Blog Rebuild with HTTPS all the time

 Ok so it was time for the blog to receive some TLC, I am running BlogEngine.Net version 2.9 as an azure web app with an azure SQL database. Version 3.3 of BlogEngine.Net was available. There has been a lot of improvements to the user interface and editor. I was also running a multi user and multi blog set up which made the database upgrades trickier. So I opted for a full clean install and then to migrate the data over. I am not a profilic author so there was not too much to migrate.

Also with the push towards HTTPS for all pages and chrome marking pages insecure in 2017, https://security.googleblog.com/2016/09/moving-towards-more-secure-web.html I wanted to upgrade to HTTPS. The best way to do this was to use a Lets Encrypt certificate which is a free automated certificate authority.

Clean Installation of BlogEngine.Net

This was the easiest part simply download the zip file from http://blogengine.codeplex.com/releases/view/621156, then extract the files.

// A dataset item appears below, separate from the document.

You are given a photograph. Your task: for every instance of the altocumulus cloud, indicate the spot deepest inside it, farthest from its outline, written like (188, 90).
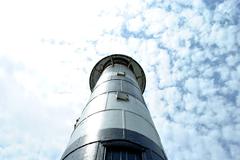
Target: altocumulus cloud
(190, 51)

The web.config needed to be updated to use the DbBlogProvider and a connection string added. 

    <blogProvider defaultProvider="DbBlogProvider" fileStoreProvider="XmlBlogProvider">
      <providers>
        <add description="Xml Blog Provider" name="XmlBlogProvider" type="BlogEngine.Core.Providers.XmlBlogProvider, BlogEngine.Core" />
		<add connectionStringName="BlogEngine" description="Sql Database Provider" name="DbBlogProvider" type="BlogEngine.Core.Providers.DbBlogProvider, BlogEngine.Core" />
      </providers>
    </blogProvider>

 

The Membership Provider and Role Provider also needed to be updated to use the database although this is less important as I am sticking to single user mode.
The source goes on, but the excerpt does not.